Sergio Messian explained how to make music and go to jail, with mashups as the ultimate example. That's music mashups, not website mashups, but beats can mix as easily as APIs. Just head over to ccMixter.org if you want to do that the legal way.
Sara Kolster and Derek Holzer showed their Sound Transit site of field recordings, where you can "book a flight" along recordings from various places around the world. Geo-tagged sounds that are just waiting for a mashup with flickr, to create instant soundtracks for photo albums.
Sylvian Zimmer presented Jamendo as a French site publishing CC-licensed music, and announced a full launch of Creative Commons in Luxemburg in June 2007. Jamendo streams some 2 million songs per month, says Sylvian. It reminded me of a presentation by Hindawi (see earlier post), publishing CC-licensed articles and books. Jamendo saw the first artists on the platform signing deals with "traditional" music distributors while keeping their Creative Commons license, but it will take some "big names" to push through before it really wil be relevant. In the meantime, artists use the platform to get early feedback on songs from fellow musicians, and sometimes release many versions of a song ("1.0 beta"), much like the open source adagio of "release early, release often". Many ears make buggy notes shallow?

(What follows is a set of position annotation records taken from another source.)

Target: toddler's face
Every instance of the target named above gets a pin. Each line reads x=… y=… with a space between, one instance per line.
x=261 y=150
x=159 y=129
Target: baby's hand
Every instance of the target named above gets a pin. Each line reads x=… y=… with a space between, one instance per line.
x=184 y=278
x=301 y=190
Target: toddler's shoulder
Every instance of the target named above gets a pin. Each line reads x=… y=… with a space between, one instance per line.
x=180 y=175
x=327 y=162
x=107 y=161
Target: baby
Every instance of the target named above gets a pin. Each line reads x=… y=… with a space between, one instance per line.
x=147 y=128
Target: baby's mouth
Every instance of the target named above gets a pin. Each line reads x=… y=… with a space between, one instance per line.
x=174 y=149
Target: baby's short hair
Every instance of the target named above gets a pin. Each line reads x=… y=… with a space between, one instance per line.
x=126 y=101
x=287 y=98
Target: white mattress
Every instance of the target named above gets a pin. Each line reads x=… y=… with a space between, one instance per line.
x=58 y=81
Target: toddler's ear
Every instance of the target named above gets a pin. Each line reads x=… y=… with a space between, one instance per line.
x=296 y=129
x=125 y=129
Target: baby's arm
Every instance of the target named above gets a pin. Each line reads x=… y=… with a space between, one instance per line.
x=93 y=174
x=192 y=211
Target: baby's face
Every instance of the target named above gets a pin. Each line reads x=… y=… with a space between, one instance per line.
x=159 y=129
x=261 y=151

An interesting example of the impact of copyrights that Sylvian gave was a tv station paying a blanket fee to be able to use any copyrighted material at any time. For such a station, Creative Commons is actually a problem, too much hassle to sort out, so they might stay away from CC-licensed content. It may take a fees collection organisation in one of the EU countries to start working with Creative Commons licenses to change that market, an area where the emerging common EU market and the breakdown of national monopolies might provide the dynamics to get to open content.